UK shares fell to three-week lows on Tuesday as investors dumped financial, oil and mining stocks amid renewed fears about Brexit and Rome's budget showdown with Brussels, and Wall Street gloom across tech and retail spread across Europe.
|CRIMSON TAZVINZWA, AIWA! NO!|LONDON (Reuters) – UK shares fell to three-week lows on Tuesday as investors dumped financial, oil and mining stocks amid renewed fears about Brexit and Rome’s budget showdown with Brussels, and Wall Street gloom across tech and retail spread across Europe.
The FTSE 100 .FTSE ended the day down 0.8 percent, its third straight daily loss, with sentiment also hurt by heavy losses in the euro zone after a report Apple has cut production triggered a global rout in tech stocks.
While the political drama of last week has largely calmed, investors worried anew about UK Prime Minister Theresa May’s struggle to get her draft Brexit deal passed in Brussels and at home, with banks bearing the brunt of the selling.
A warning from the Bank of England that the economy could plunge into a crisis not seen since the 1970s in a “no deal” scenario reinforced those concerns, as companies including mid-cap lender CYBG (CYBGC.L) and Electrocomponents (ECM.L) began triggering contingency plans.
“Market selling has taken hold yet again today, with U.S. markets falling into negative territory for the year.
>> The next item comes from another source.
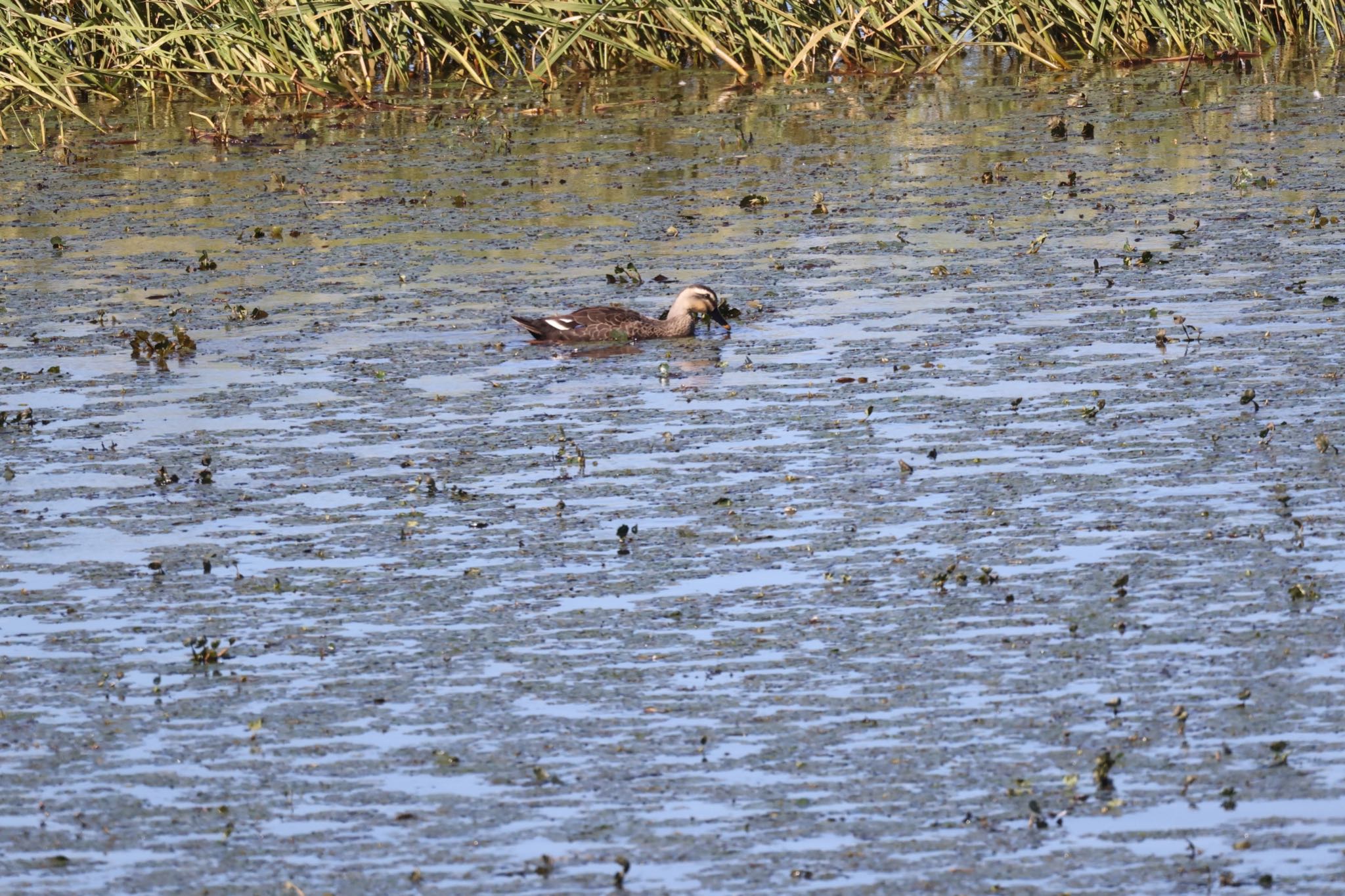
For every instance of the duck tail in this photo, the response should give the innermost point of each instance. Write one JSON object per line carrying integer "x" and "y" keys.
{"x": 535, "y": 327}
Meanwhile, Brexit uncertainties continue to stifle market clarity for the pound and FTSE 100,” said IG market analyst Joshua Mahony.
Banks .FTNMX8350 and insurers .FTNMX8570, down 1.6 percent and 2.3 percent respectively, accounted for most of the losses.
Mining companies fell 1.9 percent as fresh concern about mounting tensions between China and the United States weighed on metals prices, and oil shares were hit by falling crude prices amid signs of growing supplies. U.S. crude hit its lowest in more than a year. [O/R]
Among the few corporate earnings as the results season draws to a close, Compass Group (CPG.L) and Halma (HLMA.L) were in demand, rising 5.4 percent and 3 percent respectively, as investors cheered cost-cutting efforts.